The crypto market is trying to pick up the pieces after it was thrown into massive disarray last week when the previously third-largest crypto exchange, FTX, imploded and filed for bankruptcy.
“It’s obvious that people are jittery, interested and somewhat nervous about what’s happening in the industry,” Changpeng ‘CZ’ Zhao, CEO of the largest crypto exchange Binance, said during a Twitter Space on Monday. “I want to say, short-term it is painful. But, I think this is good for the industry long-term.”
Zhao acknowledged that a lot of people lost money recently and many still have money stuck with FTX, so “there will be pain.” But he hinted that market conditions should improve down the line.
“The industry is not going away and the other strong industry players are now even stronger,” he said.
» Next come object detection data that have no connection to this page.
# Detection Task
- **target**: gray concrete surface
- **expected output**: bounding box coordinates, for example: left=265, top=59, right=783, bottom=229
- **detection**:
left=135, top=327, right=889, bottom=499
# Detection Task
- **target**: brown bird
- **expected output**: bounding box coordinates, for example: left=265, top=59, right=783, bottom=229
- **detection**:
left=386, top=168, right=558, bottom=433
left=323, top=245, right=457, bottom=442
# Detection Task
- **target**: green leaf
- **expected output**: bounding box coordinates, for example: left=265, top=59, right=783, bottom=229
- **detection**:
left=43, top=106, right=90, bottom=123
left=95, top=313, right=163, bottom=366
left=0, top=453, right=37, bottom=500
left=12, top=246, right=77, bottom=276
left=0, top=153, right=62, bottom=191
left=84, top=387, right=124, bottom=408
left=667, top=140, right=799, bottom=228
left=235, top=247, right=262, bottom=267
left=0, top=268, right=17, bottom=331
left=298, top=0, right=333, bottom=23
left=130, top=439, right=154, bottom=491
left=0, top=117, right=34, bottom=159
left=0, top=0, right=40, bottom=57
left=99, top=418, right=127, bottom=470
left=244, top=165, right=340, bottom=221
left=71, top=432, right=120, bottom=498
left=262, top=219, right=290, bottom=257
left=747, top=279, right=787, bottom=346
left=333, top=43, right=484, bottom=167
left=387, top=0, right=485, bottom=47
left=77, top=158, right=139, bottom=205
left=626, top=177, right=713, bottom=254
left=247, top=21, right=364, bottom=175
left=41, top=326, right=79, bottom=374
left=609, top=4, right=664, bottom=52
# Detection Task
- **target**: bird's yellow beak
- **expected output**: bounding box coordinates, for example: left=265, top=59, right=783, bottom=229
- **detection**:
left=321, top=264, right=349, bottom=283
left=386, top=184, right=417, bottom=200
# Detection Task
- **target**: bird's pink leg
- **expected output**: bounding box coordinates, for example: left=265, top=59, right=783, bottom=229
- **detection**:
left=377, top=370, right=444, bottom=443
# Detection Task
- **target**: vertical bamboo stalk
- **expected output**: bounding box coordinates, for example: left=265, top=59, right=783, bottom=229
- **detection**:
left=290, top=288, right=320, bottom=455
Last week, a number of crypto exchanges, including Binance, Crypto.com, KuCoin and OKX said they would begin publishing proof-of-reserves in an effort to reassure customers and investors that their funds are safe in the wake of the FTX debacle. Last week, Zhao emphasized the importance of transparency, tweeting, “All crypto exchanges should do merkle-tree proof-of-reserves.”
Proof-of-reserves (PoR) are independent audits by third parties that aim to provide transparency and evidence that a custodian holds the assets it claims to own on behalf of its clients.
These exchanges join other crypto businesses like Gemini, BitGo, and Paxos, to name a few, which have used PoR for many years to prove billions of dollars in value, Sergey Nazarov, co-founder of Chainlink, told TechCrunch on Friday.
“Now we’re increasing transparency in the industry, we’re increasing security in the industry, and we’re increasing communications with regulators all around the world,” Zhao said today. “I think five years later, when we look back at this, the industry will be stronger.”